NetBSD 2.0 and -current have a manpage for kcont(9). Its a bit skeletal
right now, and the hooks aren't yet there to do what its intended for.

kcont is a way of bundling up what some people might call a
``continuation'' (in the Lisp/Scheme sense, cut down drastically to
fit ANSI C and an in-kernel environment.  I've used very kcont-like
objects, over several years, to implement upper-layer protocols
sitting, as you say, on top of socket-callback functions.

If you're not used to contuation-passing style (and even that is
pretty minimal, given C has no lexically-scoped functions, closerus,
etc), you can think of kcont as a callback-function and some
associated state, all on steroids.

Eventually (soon?) I intend kcont to be usable as a
continuation-passing mechanism for I/O on buffers, as a direct
alternative to (lw) process-based [l[]tsleep/wakeup: bundle up a
continuation function, the object you're issuing an I/O on, and other
state (everything you had at your fingertips before you were so rudely
interrupted by having to wait for an I/O).  The I/O subsystem would
call the continuation after the I/O is done.

That seems doable for I/O on uios: add a kcont into struct uio.

But I have to admit that getting the VFS layer (vget(), etc)
to do anything other than ltsleep() is a nightmare.


>If the thread doing the socket upcall can sleep, it can do an NFS RPC and
>there would be no need for separate nfsd threads and context switches to them.
>(Related to your discussion, these threads would have to have enough
> "proc like" information that they would satisfy the needs of the VFS/VOP
> calls. It would be really nice to know what uses are made of uio_procp,
> cn_procp (or thread * for FreeBSD5) and minimize that. Maybe a small
> structure that just has the fields of "struct proc" or "struct thread"
> that the VFS/VOP calls need from these?)
>
>Since they're kernel only and network receive only, they could be trimmed
>down and get special treatment from the scheduler.

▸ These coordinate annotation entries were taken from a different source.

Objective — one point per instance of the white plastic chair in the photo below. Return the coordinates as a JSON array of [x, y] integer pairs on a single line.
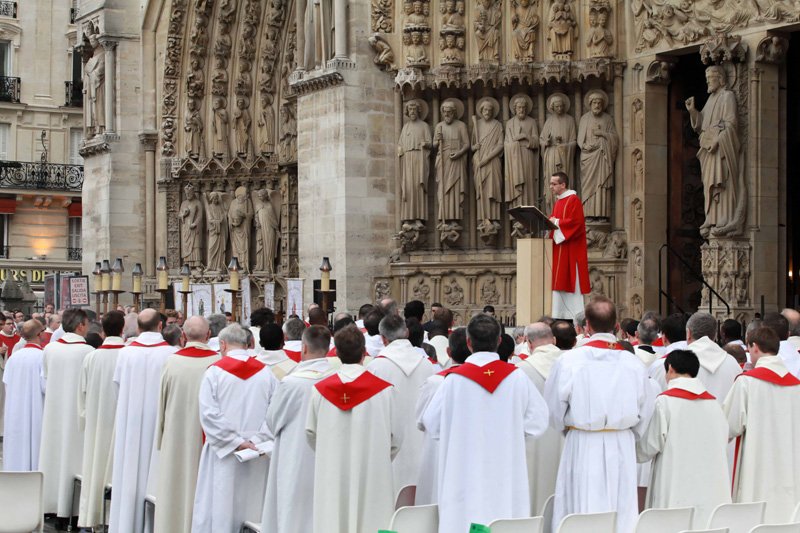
[[589, 523], [406, 497], [21, 494], [738, 517], [547, 514], [518, 525], [777, 528], [417, 519], [665, 520]]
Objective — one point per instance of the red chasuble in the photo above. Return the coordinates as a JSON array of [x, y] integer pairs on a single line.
[[243, 370], [488, 376], [571, 252], [345, 396]]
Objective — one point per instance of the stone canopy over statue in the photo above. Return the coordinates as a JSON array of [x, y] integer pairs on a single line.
[[723, 186]]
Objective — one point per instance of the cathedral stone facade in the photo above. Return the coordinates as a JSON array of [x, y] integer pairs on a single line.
[[393, 136]]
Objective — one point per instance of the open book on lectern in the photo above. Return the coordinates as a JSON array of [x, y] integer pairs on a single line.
[[532, 219]]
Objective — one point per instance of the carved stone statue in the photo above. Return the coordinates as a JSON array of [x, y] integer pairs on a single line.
[[718, 125], [524, 23], [598, 141], [558, 140], [191, 213], [562, 28], [599, 39], [521, 151], [217, 226], [241, 125], [414, 152], [487, 30], [195, 148], [240, 216], [452, 142], [487, 145], [267, 221], [266, 125], [220, 128]]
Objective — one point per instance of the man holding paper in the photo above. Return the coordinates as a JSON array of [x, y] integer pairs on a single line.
[[234, 397], [570, 262]]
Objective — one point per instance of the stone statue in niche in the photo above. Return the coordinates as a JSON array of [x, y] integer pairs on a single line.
[[452, 142], [723, 187], [557, 141], [599, 40], [240, 216], [266, 125], [267, 222], [220, 128], [487, 145], [217, 227], [522, 154], [241, 125], [598, 141], [487, 30], [195, 147], [95, 73], [414, 153], [524, 23], [191, 213], [562, 29]]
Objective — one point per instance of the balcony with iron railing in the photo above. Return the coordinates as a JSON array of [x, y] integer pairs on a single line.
[[73, 93], [41, 176], [9, 89]]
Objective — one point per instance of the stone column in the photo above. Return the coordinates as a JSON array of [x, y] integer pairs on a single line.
[[111, 68]]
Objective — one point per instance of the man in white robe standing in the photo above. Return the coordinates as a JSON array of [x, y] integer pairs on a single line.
[[354, 427], [234, 398], [600, 394], [138, 377], [62, 446], [179, 437], [407, 368], [762, 409], [290, 484], [24, 402], [427, 482], [97, 403], [482, 403], [544, 453], [687, 439]]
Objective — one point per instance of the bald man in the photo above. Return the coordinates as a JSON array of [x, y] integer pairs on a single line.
[[138, 376], [179, 437]]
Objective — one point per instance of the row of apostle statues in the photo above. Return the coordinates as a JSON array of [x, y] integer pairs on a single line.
[[216, 225], [505, 161]]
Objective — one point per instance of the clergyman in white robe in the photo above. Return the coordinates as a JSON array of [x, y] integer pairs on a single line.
[[24, 404], [97, 401], [600, 394], [687, 440], [234, 398], [138, 376], [762, 412], [62, 446], [407, 368], [290, 484]]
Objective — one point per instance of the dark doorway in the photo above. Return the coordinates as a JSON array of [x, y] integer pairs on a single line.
[[685, 188], [792, 172]]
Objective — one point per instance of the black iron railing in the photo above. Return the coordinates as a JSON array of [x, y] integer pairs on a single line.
[[73, 94], [8, 9], [46, 176], [9, 89]]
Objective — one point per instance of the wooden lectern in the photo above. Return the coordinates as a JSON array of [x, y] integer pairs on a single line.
[[534, 265]]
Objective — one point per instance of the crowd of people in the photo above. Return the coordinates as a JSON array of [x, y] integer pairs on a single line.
[[316, 424]]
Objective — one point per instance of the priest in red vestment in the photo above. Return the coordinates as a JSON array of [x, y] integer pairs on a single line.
[[570, 263]]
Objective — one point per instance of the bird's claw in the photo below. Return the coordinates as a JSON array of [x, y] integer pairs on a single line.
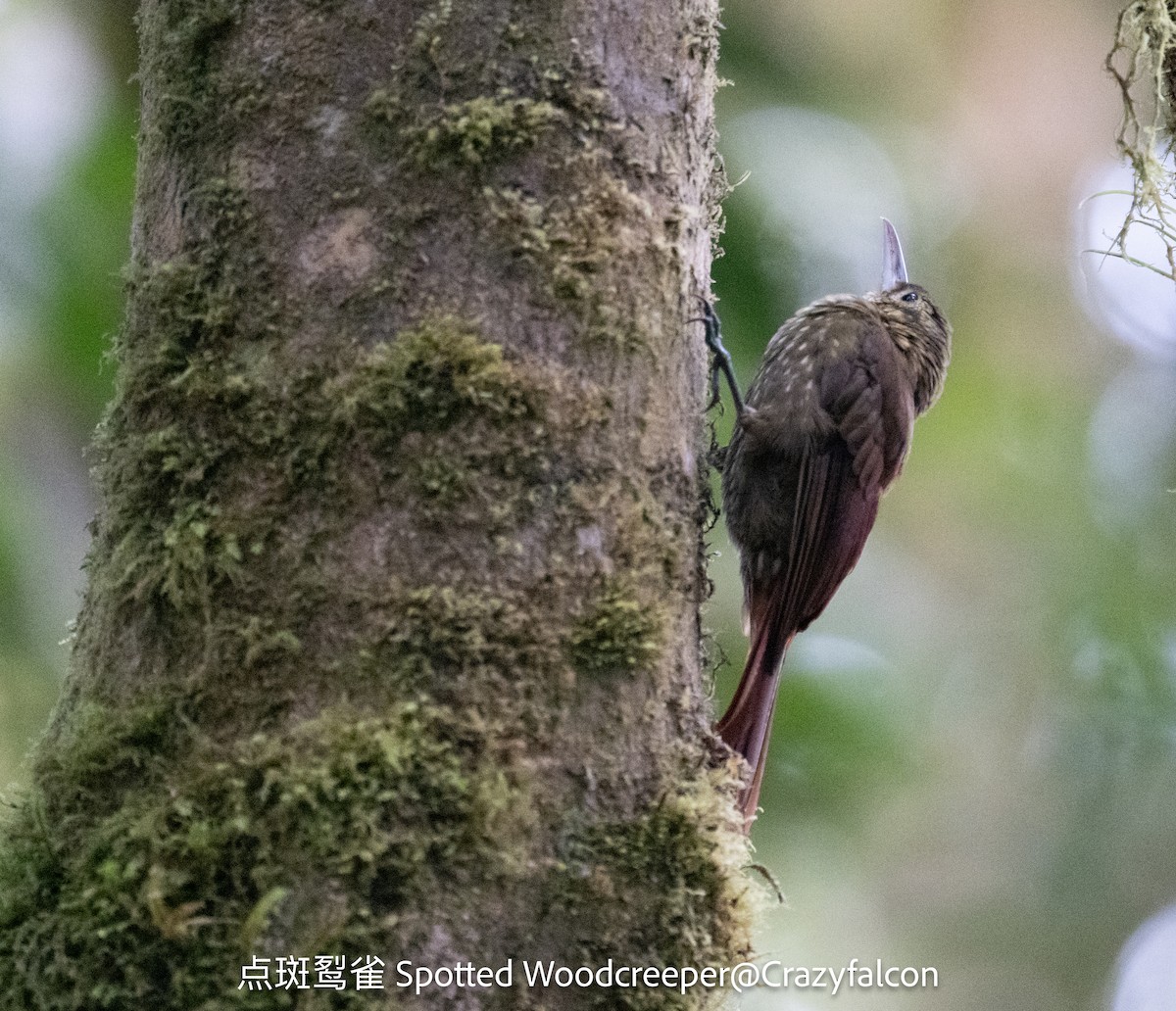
[[722, 360]]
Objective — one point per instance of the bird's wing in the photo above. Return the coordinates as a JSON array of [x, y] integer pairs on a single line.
[[841, 476]]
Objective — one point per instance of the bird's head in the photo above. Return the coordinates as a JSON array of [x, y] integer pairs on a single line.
[[918, 329]]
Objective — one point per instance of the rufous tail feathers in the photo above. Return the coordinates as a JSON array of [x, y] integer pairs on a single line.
[[746, 727]]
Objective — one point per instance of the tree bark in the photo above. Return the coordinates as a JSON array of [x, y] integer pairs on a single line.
[[391, 644]]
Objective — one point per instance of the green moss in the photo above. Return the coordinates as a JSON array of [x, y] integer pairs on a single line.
[[305, 842], [432, 377], [183, 68], [574, 241], [648, 888], [620, 634], [483, 128]]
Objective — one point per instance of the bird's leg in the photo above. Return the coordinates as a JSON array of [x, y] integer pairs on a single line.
[[722, 361]]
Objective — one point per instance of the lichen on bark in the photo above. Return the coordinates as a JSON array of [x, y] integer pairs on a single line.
[[391, 641]]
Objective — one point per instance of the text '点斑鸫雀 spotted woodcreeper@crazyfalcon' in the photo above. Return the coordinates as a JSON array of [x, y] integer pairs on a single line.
[[823, 432]]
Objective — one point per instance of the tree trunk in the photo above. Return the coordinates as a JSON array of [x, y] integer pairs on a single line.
[[391, 645]]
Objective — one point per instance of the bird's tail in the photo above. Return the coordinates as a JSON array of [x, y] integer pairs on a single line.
[[747, 724]]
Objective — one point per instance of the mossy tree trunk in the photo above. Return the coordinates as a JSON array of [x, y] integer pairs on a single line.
[[391, 645]]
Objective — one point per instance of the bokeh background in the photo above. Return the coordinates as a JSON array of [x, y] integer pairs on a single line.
[[975, 752]]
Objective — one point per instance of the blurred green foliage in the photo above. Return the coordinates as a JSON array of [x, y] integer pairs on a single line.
[[987, 785]]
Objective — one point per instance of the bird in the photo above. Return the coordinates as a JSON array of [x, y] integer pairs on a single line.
[[823, 432]]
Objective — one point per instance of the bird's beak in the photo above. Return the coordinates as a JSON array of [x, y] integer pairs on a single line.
[[894, 267]]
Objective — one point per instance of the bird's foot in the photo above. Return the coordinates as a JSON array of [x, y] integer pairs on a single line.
[[722, 359]]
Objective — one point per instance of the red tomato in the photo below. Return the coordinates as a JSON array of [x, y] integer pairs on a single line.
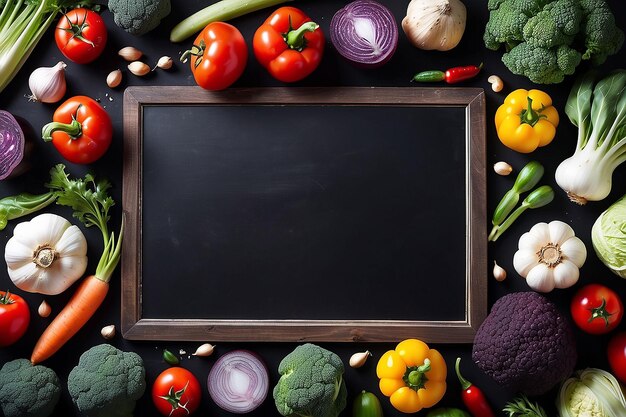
[[596, 309], [81, 130], [616, 352], [14, 318], [218, 56], [288, 44], [176, 392], [81, 35]]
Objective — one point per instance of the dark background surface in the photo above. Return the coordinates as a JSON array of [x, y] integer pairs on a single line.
[[90, 80]]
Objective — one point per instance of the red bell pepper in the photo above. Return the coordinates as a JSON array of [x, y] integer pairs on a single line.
[[289, 45]]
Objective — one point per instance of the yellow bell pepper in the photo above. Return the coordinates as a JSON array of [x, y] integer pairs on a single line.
[[413, 376], [526, 120]]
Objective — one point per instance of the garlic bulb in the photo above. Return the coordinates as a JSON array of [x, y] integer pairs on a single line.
[[358, 359], [550, 256], [47, 84], [46, 255], [435, 24]]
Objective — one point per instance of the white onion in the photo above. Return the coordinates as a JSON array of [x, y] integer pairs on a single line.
[[364, 32], [238, 382]]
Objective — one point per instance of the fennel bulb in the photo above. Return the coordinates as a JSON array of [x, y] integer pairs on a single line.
[[600, 115], [608, 236], [591, 393]]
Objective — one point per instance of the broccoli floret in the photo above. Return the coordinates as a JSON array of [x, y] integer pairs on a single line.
[[525, 344], [546, 39], [602, 36], [28, 390], [506, 24], [139, 16], [107, 382], [311, 383], [557, 24]]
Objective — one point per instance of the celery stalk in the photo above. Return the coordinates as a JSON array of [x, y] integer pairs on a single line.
[[218, 12]]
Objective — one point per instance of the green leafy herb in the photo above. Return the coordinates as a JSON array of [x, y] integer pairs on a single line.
[[91, 203], [522, 407]]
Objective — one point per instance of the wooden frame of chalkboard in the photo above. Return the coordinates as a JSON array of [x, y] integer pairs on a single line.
[[135, 326]]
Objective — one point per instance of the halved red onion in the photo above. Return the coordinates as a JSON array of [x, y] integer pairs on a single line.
[[364, 32], [238, 382], [13, 145]]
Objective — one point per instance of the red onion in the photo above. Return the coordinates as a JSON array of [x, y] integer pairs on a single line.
[[15, 144], [364, 32], [238, 382]]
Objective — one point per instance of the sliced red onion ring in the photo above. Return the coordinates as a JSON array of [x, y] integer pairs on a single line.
[[238, 382], [364, 32]]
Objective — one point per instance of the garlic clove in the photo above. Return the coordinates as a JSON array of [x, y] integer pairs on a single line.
[[108, 332], [138, 68], [358, 359], [566, 274], [575, 251], [541, 278], [44, 309], [114, 78], [130, 53], [165, 62], [502, 168], [204, 350], [499, 273], [47, 84]]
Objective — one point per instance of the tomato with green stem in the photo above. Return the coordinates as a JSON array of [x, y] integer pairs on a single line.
[[218, 56], [81, 35], [596, 309], [176, 392], [81, 130], [14, 318]]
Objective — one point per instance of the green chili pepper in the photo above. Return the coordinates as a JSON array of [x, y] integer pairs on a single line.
[[527, 178], [538, 198], [170, 358], [23, 204]]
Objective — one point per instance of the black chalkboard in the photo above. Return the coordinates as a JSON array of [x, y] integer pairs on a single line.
[[329, 214]]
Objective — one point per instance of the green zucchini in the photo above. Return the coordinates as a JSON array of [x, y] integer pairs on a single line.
[[366, 404]]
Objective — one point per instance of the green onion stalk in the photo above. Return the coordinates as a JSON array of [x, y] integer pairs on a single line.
[[22, 25]]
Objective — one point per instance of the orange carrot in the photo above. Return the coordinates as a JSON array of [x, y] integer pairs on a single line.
[[91, 204], [74, 315]]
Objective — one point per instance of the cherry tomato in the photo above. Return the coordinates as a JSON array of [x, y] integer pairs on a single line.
[[596, 309], [14, 318], [81, 35], [81, 130], [218, 56], [616, 352], [176, 392]]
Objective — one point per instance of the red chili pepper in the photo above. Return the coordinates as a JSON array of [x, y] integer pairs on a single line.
[[473, 397], [451, 76]]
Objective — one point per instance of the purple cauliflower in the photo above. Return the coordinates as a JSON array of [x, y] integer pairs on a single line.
[[525, 344]]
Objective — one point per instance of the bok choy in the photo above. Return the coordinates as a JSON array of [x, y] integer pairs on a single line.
[[600, 114], [22, 24]]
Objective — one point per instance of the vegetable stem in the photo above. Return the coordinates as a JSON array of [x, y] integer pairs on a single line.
[[295, 37], [221, 11]]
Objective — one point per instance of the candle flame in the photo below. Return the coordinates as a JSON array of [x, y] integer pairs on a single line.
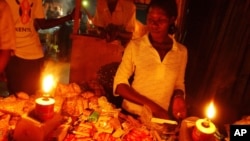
[[211, 110], [48, 83]]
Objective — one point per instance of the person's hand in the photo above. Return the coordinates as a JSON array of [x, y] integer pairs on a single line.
[[159, 112], [179, 109]]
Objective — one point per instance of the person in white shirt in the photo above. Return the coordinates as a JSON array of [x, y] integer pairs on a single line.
[[157, 63], [24, 68], [7, 36]]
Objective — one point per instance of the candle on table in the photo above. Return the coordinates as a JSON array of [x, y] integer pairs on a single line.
[[204, 128], [45, 104]]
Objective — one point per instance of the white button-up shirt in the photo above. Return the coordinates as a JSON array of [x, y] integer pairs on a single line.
[[153, 78]]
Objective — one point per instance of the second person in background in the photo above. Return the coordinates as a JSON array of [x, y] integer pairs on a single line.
[[116, 19]]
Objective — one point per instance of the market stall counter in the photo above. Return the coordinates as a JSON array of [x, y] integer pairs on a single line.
[[78, 114]]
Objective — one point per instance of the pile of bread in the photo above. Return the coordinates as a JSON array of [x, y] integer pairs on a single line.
[[89, 116]]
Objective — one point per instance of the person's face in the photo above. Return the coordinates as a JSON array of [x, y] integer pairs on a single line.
[[158, 22]]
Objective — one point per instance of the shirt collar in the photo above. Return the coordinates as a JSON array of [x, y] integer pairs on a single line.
[[145, 39]]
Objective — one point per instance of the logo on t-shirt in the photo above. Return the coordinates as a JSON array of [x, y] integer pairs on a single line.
[[24, 10]]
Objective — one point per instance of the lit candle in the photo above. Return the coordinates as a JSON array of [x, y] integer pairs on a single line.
[[45, 104], [210, 112], [48, 84], [204, 128]]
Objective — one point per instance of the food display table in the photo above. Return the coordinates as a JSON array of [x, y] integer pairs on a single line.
[[79, 115]]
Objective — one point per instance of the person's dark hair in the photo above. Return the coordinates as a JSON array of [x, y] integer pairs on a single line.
[[170, 8]]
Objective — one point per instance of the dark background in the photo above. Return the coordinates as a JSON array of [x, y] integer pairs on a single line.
[[217, 35]]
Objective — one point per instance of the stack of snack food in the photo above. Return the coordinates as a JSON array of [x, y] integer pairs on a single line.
[[84, 115]]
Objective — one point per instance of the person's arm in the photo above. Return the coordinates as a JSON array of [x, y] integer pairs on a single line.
[[179, 109], [49, 23], [4, 57], [130, 94]]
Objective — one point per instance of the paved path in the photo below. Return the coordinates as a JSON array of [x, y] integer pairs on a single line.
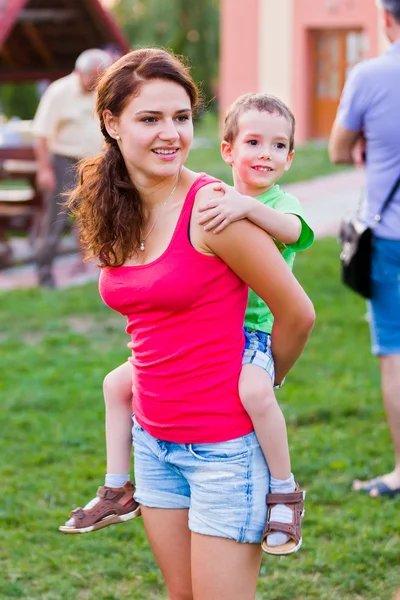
[[325, 200]]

I was thinking more of bundling up the necessary state, call back the
first-level continuation in whatever context the file-plus-I/O
subsystem currently calls wakeup(). If one needs to trampoline from
there to a lower-priority context -- say, a softnet context -- then
kcont already has the functionality to do that for you.

Even if that turns out to be too hard, a kcont-like framework can (as
you allude) be very useful for handing data streams to and from
sockets, parsing record boundaries, etc., without going to a
full-blown process context (and ensuing context switches).